A notícia foi avançada pelo apresentador João Baião, através de uma publicação no Instagram.
Nascida a 13 de novembro de 1936, destacou-se desde cedo pela sua voz e presença em palco. Aos sete anos já cantava em família e na colectividade Sport Clube do Intendente, no bairro onde cresceu.
A carreira profissional começou em 1952, quando participou no programa radiofónico “Tribunal da Canção”, do “Comboio das Seis e Meia”. A sua prestação impressionou o produtor Marques Vidal, que a retirou do concurso e a lançou como Anita Guerreiro, estreando-a no Café Luso. Desde então, a crítica e o público reconheceram de imediato o seu talento, destacando canções como “Menina Lisboa” e a sua interpretação de temas populares e fadistas, que rapidamente a tornaram numa das artistas mais aplaudidas do teatro de revista.
Nos anos 50 e 60, Anita brilhou em revistas como “Ó Zé aperta o laço” e “Festa é Festa”, e participou no filme “Lisbon” (1956), cantando “Lisboa Antiga”. Criou ainda a Adega da Anita, um espaço de referência para fadistas no Parque Mayer. A artista viveu em Angola durante três anos, regressando depois a Lisboa, onde integrou o elenco do Teatro Capitólio e consolidou a sua carreira.

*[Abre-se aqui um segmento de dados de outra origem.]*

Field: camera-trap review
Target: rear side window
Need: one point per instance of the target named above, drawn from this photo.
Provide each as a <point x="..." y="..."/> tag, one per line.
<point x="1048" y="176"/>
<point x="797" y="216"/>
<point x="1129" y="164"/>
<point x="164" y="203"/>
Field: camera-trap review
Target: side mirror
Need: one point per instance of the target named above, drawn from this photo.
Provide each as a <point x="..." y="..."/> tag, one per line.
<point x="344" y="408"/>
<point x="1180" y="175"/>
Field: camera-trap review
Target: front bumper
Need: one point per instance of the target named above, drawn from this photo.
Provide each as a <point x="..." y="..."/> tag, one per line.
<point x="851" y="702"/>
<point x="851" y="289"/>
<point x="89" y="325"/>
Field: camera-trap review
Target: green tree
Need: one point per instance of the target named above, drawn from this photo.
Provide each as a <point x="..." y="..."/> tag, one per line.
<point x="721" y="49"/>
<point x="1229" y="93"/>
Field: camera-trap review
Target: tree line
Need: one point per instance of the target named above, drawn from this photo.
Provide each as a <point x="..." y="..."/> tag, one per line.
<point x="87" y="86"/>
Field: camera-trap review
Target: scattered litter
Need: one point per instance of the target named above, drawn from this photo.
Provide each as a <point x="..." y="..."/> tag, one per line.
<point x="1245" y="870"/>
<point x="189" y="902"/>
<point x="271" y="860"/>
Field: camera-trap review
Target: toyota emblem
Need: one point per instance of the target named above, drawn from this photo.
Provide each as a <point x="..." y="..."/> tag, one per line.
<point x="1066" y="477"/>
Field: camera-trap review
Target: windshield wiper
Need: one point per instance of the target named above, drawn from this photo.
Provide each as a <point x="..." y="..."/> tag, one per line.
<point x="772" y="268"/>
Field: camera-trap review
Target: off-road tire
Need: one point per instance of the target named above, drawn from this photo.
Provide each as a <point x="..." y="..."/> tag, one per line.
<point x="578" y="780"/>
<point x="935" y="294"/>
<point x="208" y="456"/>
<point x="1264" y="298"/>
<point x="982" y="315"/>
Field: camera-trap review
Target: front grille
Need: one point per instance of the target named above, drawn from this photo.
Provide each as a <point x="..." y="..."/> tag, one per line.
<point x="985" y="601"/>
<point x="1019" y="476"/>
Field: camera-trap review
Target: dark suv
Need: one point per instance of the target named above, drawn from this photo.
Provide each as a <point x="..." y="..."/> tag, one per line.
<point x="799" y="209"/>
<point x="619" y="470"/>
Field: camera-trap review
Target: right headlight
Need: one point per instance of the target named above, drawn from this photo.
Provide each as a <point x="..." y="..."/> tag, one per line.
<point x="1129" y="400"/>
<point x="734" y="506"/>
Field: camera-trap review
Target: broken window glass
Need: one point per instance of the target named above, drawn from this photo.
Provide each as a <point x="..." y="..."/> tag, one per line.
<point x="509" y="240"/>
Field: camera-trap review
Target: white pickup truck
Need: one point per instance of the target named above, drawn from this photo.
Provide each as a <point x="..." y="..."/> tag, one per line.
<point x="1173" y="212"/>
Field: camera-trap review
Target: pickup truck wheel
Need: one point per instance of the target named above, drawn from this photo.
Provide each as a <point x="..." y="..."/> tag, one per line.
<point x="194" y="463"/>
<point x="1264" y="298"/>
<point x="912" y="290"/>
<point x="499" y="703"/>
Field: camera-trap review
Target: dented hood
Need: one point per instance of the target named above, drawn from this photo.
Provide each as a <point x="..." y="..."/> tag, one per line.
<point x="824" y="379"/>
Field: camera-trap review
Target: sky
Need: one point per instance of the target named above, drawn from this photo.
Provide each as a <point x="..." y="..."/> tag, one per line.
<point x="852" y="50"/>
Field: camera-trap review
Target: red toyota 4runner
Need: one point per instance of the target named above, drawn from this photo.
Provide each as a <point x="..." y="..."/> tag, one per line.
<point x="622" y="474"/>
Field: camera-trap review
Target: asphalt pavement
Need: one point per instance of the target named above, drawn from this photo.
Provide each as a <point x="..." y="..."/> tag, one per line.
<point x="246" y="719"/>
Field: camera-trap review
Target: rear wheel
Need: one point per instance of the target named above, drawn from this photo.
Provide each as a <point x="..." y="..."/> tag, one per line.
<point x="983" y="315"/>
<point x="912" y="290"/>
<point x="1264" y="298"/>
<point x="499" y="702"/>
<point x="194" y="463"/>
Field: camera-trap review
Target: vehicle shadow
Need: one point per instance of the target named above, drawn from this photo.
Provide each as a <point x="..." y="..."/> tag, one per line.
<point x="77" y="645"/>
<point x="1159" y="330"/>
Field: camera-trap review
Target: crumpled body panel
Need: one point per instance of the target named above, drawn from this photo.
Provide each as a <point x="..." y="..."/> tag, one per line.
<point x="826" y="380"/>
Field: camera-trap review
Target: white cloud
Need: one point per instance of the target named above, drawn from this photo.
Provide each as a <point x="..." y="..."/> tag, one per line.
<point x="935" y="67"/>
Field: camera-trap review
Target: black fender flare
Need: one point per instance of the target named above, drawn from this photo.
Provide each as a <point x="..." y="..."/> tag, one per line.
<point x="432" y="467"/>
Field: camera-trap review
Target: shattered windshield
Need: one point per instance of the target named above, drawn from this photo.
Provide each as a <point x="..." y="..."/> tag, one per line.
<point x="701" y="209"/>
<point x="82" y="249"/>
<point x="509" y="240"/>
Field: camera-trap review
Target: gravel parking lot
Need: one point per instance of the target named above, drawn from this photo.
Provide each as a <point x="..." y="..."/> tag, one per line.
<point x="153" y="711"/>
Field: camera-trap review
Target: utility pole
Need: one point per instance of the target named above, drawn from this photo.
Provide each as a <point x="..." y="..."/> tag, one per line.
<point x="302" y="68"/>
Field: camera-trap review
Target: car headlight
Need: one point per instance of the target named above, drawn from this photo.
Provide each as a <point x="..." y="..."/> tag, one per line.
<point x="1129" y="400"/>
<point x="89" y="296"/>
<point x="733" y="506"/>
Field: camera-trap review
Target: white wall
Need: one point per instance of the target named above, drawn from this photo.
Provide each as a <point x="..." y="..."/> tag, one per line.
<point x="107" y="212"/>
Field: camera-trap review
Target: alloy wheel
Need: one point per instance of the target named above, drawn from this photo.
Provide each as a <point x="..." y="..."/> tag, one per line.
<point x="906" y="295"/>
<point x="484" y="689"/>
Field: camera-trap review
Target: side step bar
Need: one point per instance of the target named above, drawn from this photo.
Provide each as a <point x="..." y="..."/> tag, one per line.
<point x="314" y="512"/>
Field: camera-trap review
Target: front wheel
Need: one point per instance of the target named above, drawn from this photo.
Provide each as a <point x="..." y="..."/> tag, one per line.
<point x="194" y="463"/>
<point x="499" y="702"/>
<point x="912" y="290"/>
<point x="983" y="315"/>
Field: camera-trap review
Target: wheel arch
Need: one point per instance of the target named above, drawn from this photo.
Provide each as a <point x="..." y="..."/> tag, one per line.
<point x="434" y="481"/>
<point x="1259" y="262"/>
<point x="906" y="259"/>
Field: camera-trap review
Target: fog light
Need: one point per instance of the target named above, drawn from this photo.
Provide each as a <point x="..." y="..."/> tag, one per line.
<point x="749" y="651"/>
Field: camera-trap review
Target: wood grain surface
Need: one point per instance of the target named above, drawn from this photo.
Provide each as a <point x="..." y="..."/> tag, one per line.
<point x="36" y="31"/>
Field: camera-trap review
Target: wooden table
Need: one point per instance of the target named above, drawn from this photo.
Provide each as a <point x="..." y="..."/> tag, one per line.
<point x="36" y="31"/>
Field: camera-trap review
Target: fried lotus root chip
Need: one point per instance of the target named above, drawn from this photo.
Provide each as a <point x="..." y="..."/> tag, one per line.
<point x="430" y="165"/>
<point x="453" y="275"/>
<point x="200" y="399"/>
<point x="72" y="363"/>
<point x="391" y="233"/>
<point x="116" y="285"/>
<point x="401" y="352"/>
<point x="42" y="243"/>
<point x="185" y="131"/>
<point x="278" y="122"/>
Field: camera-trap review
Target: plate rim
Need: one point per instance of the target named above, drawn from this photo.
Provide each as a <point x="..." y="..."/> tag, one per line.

Anita Guerreiro destacou-se por sucessos como “Cheira a Lisboa”, e recebeu prémios como o Prémio Estevão Amarante (1970) e a Guitarra de Ouro em África. Apesar de períodos de afastamento, manteve a carreira internacional, atuando pela Europa, no Canadá e nos Estados Unidos, onde recebeu Óscares de Popularidade em 1987 e 1988.
No regresso a Portugal, expandiu a sua carreira à televisão, participando em telenovelas e séries como “Primeiro Amor”, “Roseira Brava”, “Uma Casa em Fanicos”, “Nunca Digas Adeus” e “Sentimentos”, além do cinema com “Morte Macaca” (1997).
Foi madrinha de diversas marchas populares na capital, incluindo da “Marcha dos Mercados” entre 2006 e 2015.
A sua discografia inclui compilações como “O Melhor dos Melhores” (1994) e “Antologia 50 Anos de Teatro em Revista (1955-2000)” (2005), reunindo muitos dos êxitos que marcam a sua carreira. O Município de Lisboa reconheceu-lhe a relevância cultural, atribuindo-lhe o Pelourinho de Prata (2001) e a Medalha Municipal de Mérito, Grau de Ouro (2004).
Anita Guerreiro deixa um legado inestimável, fruto de mais de cinco décadas de dedicação à música, ao teatro e à cultura portuguesa, permanecendo como uma das vozes mais icónicas do fado e do teatro de revista.